Actually, I did. I do. But I prefer not to think about it on a constant basis, because I know from experience that only leads to total insanity. Lucky for me, I don’t sell insurance for a living. If I had to think about all this risk all the time I’d probably spend all my time in the fetal position under my desk. (As opposed to being a writer, when this is only necessary during the finish of a first draft, or during particularly tough patches of revising.) It’s so easy to get scared, you know? And so much harder to get fearless again. But I’m working on it. Maybe we all are.
I was thinking all this when I left the office, which is very near a rental house I used to live in many, many years ago.

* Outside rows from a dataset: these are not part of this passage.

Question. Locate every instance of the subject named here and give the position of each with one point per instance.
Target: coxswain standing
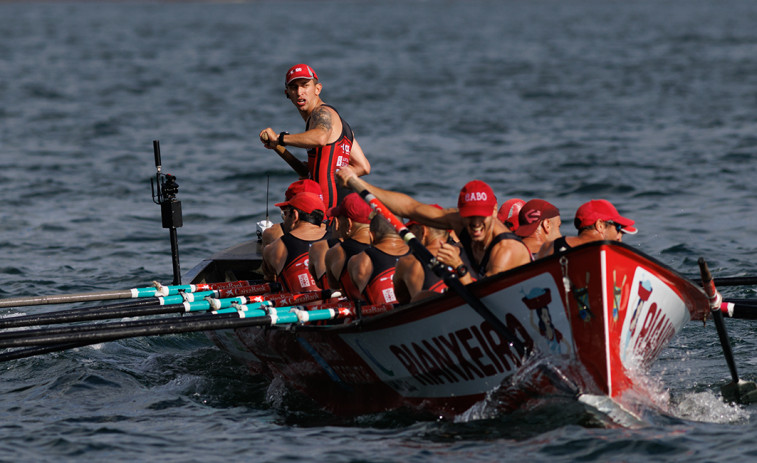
(328, 138)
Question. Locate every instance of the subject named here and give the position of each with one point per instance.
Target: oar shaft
(715, 301)
(145, 306)
(125, 293)
(65, 298)
(91, 334)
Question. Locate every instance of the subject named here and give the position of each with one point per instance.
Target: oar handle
(293, 162)
(715, 300)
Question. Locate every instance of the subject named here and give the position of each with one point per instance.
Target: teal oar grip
(144, 292)
(242, 313)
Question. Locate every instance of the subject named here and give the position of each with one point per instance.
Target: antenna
(170, 208)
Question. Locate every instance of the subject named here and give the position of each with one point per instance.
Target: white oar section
(157, 290)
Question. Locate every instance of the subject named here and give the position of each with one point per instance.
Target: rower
(413, 280)
(538, 222)
(595, 220)
(269, 235)
(508, 213)
(328, 138)
(286, 259)
(372, 270)
(353, 217)
(490, 246)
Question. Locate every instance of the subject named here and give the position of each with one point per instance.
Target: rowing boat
(597, 316)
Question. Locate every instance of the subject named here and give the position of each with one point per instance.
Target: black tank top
(479, 269)
(561, 245)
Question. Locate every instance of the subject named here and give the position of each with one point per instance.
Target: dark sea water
(651, 104)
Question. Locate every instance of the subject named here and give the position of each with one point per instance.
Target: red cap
(601, 209)
(476, 199)
(532, 214)
(508, 213)
(353, 207)
(413, 222)
(306, 202)
(301, 186)
(300, 71)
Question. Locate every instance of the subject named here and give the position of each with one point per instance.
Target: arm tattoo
(321, 118)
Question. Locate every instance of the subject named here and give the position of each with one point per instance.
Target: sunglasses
(617, 226)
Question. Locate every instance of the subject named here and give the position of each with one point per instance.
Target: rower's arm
(321, 125)
(400, 203)
(358, 161)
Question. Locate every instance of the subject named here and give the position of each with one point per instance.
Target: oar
(177, 325)
(737, 389)
(177, 303)
(743, 309)
(450, 279)
(26, 337)
(368, 310)
(152, 291)
(293, 162)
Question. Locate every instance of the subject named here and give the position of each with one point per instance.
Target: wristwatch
(281, 138)
(461, 270)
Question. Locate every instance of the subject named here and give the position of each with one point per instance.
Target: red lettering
(431, 368)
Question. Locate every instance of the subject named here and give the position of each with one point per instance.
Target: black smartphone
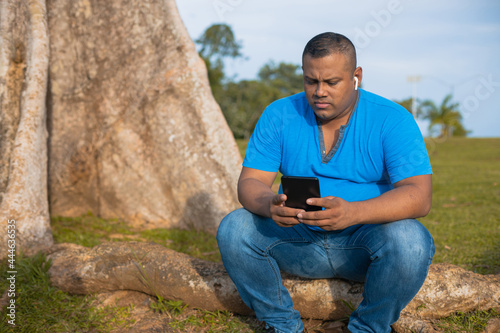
(298, 190)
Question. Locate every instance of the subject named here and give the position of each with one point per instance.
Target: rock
(449, 288)
(24, 59)
(493, 326)
(135, 132)
(144, 319)
(153, 269)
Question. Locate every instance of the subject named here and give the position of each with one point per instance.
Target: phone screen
(299, 189)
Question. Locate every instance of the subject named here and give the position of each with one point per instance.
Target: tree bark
(134, 130)
(24, 58)
(155, 270)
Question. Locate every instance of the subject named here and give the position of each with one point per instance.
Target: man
(375, 179)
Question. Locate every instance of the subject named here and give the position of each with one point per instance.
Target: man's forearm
(255, 196)
(406, 201)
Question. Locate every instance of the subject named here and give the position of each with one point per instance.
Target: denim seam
(277, 280)
(367, 249)
(276, 274)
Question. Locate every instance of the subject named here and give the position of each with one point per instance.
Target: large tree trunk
(24, 57)
(134, 130)
(158, 271)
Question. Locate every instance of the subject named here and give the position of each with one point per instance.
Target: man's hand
(282, 215)
(337, 215)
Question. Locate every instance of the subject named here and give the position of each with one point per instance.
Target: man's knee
(231, 228)
(410, 243)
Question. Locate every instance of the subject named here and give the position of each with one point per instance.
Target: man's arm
(410, 198)
(255, 194)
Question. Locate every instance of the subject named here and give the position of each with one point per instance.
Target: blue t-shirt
(379, 146)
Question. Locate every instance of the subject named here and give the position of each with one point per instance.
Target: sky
(449, 46)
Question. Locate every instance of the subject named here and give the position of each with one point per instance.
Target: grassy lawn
(465, 214)
(464, 220)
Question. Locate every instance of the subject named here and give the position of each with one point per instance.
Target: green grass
(464, 220)
(39, 307)
(465, 214)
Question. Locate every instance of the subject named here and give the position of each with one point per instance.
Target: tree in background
(218, 43)
(408, 104)
(242, 102)
(446, 117)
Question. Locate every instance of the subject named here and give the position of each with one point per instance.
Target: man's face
(329, 85)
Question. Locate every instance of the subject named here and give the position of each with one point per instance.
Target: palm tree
(446, 117)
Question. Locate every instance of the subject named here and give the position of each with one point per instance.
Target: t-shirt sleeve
(404, 149)
(264, 148)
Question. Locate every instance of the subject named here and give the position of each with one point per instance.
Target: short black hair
(328, 43)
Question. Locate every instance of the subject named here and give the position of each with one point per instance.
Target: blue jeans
(392, 260)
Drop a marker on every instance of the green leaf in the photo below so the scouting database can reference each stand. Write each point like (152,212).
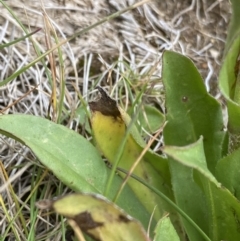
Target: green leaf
(191,113)
(70,157)
(227,84)
(165,231)
(222,213)
(228,172)
(151,119)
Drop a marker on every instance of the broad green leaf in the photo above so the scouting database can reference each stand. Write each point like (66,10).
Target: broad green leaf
(228,172)
(70,157)
(222,213)
(99,218)
(191,113)
(150,118)
(227,84)
(165,231)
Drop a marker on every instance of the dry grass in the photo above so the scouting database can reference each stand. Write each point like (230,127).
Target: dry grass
(127,48)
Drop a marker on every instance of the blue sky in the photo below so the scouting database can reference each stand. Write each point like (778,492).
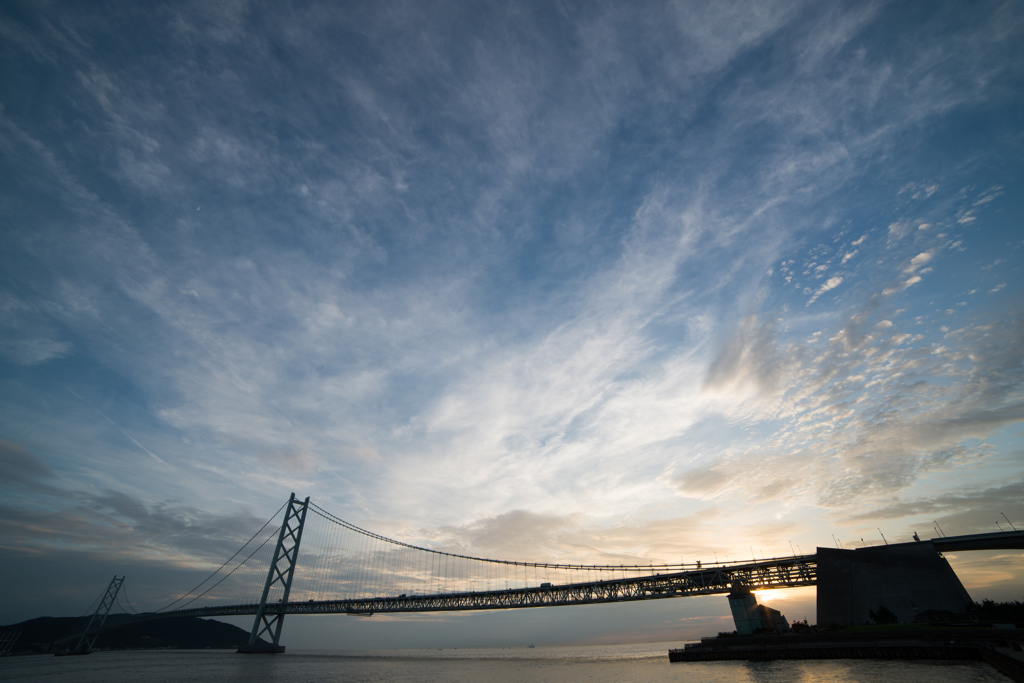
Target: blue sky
(548,282)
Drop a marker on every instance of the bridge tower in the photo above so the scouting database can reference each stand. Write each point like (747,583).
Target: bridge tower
(87,640)
(269,619)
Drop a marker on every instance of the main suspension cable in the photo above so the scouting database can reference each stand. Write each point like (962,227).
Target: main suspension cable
(225,563)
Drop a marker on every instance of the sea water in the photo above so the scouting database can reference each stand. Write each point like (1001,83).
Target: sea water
(606,664)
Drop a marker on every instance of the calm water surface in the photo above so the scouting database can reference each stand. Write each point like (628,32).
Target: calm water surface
(614,664)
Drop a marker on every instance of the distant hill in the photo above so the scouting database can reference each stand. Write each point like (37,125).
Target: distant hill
(192,633)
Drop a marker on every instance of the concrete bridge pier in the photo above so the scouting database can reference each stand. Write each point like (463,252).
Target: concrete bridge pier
(906,579)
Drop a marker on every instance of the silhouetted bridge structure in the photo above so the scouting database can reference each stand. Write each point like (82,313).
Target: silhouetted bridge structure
(350,570)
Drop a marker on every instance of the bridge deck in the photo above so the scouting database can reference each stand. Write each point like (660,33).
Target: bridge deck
(780,572)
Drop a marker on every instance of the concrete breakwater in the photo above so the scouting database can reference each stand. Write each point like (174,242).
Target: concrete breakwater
(888,644)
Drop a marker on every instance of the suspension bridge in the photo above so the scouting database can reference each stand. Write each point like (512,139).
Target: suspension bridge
(346,569)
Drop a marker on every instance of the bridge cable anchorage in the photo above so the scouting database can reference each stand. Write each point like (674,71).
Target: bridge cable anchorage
(286,554)
(222,565)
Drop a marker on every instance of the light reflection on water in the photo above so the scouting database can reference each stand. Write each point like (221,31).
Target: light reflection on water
(609,664)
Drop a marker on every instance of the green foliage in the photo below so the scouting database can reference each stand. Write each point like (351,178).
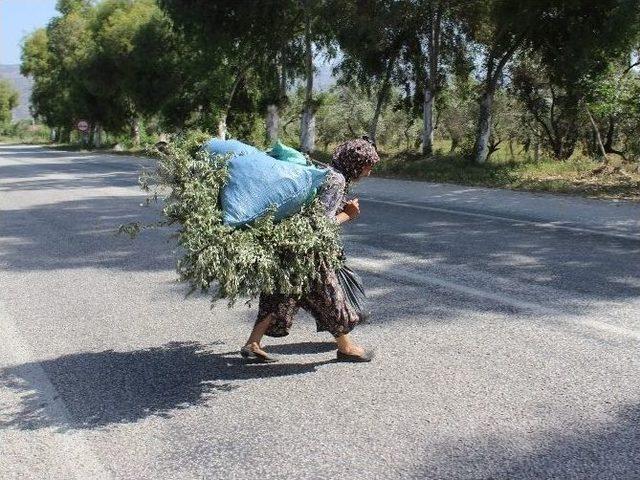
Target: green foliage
(266,256)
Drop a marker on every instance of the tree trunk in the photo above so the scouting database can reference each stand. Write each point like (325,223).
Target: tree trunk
(427,129)
(382,97)
(222,126)
(598,138)
(454,144)
(97,136)
(273,121)
(308,122)
(481,149)
(135,132)
(91,135)
(308,131)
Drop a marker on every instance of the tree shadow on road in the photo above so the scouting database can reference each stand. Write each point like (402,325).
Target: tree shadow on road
(98,389)
(607,451)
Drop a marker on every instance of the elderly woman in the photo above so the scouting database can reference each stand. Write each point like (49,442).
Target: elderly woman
(326,300)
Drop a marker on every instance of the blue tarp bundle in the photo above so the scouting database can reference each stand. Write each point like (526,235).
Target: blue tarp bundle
(258,182)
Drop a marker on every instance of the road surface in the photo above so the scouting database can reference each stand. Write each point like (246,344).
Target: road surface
(507,327)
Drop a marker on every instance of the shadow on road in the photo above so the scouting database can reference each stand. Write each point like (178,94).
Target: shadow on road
(604,451)
(99,389)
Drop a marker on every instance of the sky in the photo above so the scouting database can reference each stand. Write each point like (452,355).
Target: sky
(19,18)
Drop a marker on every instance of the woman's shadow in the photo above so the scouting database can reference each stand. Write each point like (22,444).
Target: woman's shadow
(97,389)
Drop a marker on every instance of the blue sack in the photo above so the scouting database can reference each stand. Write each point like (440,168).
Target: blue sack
(258,182)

So I decided to swing by and take a look at it, for old time’s sake. (Also to avoid major intersections, at least until I calmed down.) There’s something both odd and soothing about being able to so easily revisit your past: a few turns, a couple of blocks, and there it was the house we lived in when I was finishing up at UNC. My dog Elwood was still alive, Scout was just a puppy, and I, as an English major, could quote major British poets without effort. (Ah, memories.) I pulled up at the curb, just looking it, thinking how much had changed since I’d lived there. So many years, so much danger both encountered and avoided. But just as I thought this, I looked closer at the mailbox and saw, there, a small group of grape hyacinth flowers, as well as a couple of daffodils. And I realized: I planted those flowers. All those years ago, they were the first bulbs I EVER planted, in fact, in that exact same spot. I knew they were mine because I’d followed the directions so carefully, putting them far apart from each other: now, I know it’s okay to group them close, in clumps. Anyway, after all that fear, there was something strangely assuring knowing those flowers were still coming up, a good fourteen years or so later. Like with all there is to be afraid of, there are still some things that just keep on, one way or another, season after season, day by day.